Monday, March 9, 2009

The Other: Blog 3 3-03-09

I would like to start out by saying that this book has gotten better. It has not exceeded expectations, nor as it even met them, but I definitely overreacted in my last post, so I’m sorry. Now…

Cindy’s story ends within the first few pages, and she believes that she could put her story together with Neil’s to create a great film. However, she is left out of the next few chapters, which focus primarily on John William’s transformation into the hermit of the Hoh. Neil returned home from Europe, in the early 70’s, and to his surprise he had received a postcard that read,

COUNTRYMAN—

AT BADEN-BADEN THROUGH 9/4 THEN GOIN’
TO GET EJUKATID.
GET OUT HERE BEFORE IT’S TOO LATE.

BLOOD,
SIMON MAGUS (87).


Neil spent many days working on what John William meant by this letter, eventually he just gave up and decided to concentrate his efforts on getting in touch with Jamie. One day, after he had been with Jamie for many other days before, the paper made an announcement of the death of the “heiress to a considerable fortune, Dorothy Best Worthington” (94). Mrs. Worthington was the grandmother of John William, who now was the heir to the family fortune, behind his mother, Mrs. Worthington’s daughter. John William, the man who was to become a forest-dweller was now one of the richest people in Seattle. For whatever reason, 9/4 came and went without Neil noticing, and John William remained true to his word, he went to Reed College to get an education. However, only four months later, John William had quit school and bought an acre of land on the Hoh.
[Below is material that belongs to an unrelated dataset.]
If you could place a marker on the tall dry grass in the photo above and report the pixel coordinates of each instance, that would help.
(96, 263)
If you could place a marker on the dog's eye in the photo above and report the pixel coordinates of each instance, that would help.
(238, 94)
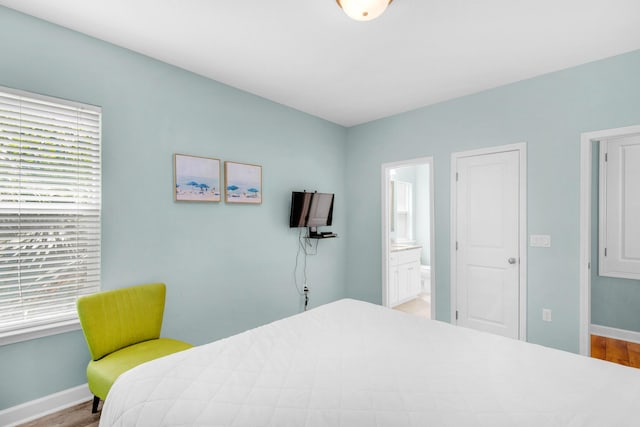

Neil went to visit John William on his land by the Hoh, and they, of course, smoked some dope and got completely wasted, while they hiked to the site of their blood pact. When they arrived at the site, “John William announced that he was excavating a ‘cliff dwelling.’” (114). Neil helped John William with the excavation whenever he visited, however he began to dislike the work, claiming that the simile “Like striking stone” meant to be getting nowhere, which is exactly how he felt about this project. As usual, John William was upset with Neil because he was wasting his time with the crap he was taught in school, how it was apparently utterly useless. The line that John William had written down about six months ago, resonated in his head during his class lecture, and he realized that he had, many times, thought of “striking out on a new path…COUNTRYMAN—GET OUT HERE BEFORE IT’S TOO LATE. There was more to that than I realized” (117).